Thierry de Montbrial, de l’Institut
Beaucoup plus que la Première Guerre mondiale, la Seconde est la conséquence des erreurs répétées qui ont permis aux prévisions de Bainville de prendre corps. Le manque de lucidité et de courage des dirigeants, notamment français et britanniques, aux moments décisifs tels que le réarmement allemand (1935) ou l’annexion de l’Autriche et des Sudètes (1938) a contribué à précipiter l’Europe et le monde dans l’abîme. La conférence de Munich demeure encore, dans la mémoire collective, le symbole de la lâcheté face aux dictateurs, au point qu’on l’évoque improprement dans des circonstances très différentes.

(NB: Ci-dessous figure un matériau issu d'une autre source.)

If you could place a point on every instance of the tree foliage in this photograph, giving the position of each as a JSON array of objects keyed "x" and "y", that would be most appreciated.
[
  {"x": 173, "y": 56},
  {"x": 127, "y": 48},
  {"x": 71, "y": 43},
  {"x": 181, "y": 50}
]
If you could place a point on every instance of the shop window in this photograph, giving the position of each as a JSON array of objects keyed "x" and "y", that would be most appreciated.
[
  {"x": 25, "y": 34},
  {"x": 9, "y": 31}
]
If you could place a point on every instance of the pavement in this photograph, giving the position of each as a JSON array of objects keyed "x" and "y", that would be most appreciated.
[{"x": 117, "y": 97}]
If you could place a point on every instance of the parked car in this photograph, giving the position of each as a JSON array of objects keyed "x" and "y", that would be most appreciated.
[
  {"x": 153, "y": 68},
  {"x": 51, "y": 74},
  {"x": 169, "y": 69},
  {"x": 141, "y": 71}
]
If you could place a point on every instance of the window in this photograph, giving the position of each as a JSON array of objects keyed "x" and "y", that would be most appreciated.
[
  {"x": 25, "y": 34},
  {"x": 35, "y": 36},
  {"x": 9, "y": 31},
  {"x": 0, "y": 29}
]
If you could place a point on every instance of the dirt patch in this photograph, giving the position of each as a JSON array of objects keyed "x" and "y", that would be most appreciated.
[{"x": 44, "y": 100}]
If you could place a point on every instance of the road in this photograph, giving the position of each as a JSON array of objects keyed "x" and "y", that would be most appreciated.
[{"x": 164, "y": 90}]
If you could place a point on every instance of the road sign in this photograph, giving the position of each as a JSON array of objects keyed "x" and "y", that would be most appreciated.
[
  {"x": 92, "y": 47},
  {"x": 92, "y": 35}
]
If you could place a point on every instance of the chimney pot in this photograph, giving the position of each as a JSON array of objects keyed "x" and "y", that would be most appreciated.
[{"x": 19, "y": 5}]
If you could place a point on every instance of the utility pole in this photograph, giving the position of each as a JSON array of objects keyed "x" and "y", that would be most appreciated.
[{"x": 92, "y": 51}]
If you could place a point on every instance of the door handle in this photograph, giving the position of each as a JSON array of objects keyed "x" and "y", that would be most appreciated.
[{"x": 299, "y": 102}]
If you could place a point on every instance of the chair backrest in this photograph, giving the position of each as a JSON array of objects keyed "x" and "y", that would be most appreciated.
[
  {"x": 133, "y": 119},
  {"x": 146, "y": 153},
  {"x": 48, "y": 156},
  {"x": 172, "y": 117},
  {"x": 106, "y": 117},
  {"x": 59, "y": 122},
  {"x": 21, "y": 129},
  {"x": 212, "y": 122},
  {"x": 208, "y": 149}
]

Le spectre de Munich a hanté les dirigeants occidentaux après l’agression de Saddam Hussein au Koweït en 1990, et même dans certaines phases de la guerre de sécession en Yougoslavie, après 1991. En tout état de cause, le simple rappel des épisodes tragiques de l’entre-deux-guerres pose le problème de la capacité d’action et de la responsabilité des hommes d’Etat, donc celui de leur rôle dans les bifurcations de l’Histoire.
Hubert Védrine
Ministre des Affaires étrangères
S’intéresser aujourd’hui à Jacques Bainville, comme le fait Dominique Decherf, mérite un coup de chapeau : sa pensée paraît dépassée, il n’est plus lu ni commenté. Or, par culture historique, je ne crois pas à la table rase et il n’est jamais inutile de scruter les intelligences passées. Or de l’intelligence lucide Jacques Bainville en a eu à revendre. Je vois même dans ses articles de 1913 prévoyant le conflit à venir, dans son Comment est née la révolution russe, dans son extraordinaire Conséquences politiques de la paix de 1920, dans son Histoire de deux peuples continuée jusqu’à Hitler, dans L’Amérique peut-elle rester isolée ?, où il démontre que non, un modèle de lucidité que l’on a résumé par « penser historiquement dans un siècle idéologique », ce qui reste toujours aussi nécessaire et aussi difficile. Mais s’il fut un des esprits les plus clairvoyants du début du siècle, sa lucidité fut classique. Elle n’alla pas au-delà des limites d’une pensée nationale, d’une modération très française, très traditionnelle, un cadre que la Seconde Guerre fera voler en éclats. Rien donc, chez lui, qui annonce la suite ce n’est pas un Tocqueville , mais beaucoup qui aurait évité de gigantesques erreurs. Il ne faut pas le juger depuis le monde global, mais par rapport aux errements tragiques de tant de ses contemporains ; ne pas rechercher dans ses écrits des réponses aux questions d’aujourd’hui, mais se souvenir de la méthode : analyser les faits et faire la part des préjugés.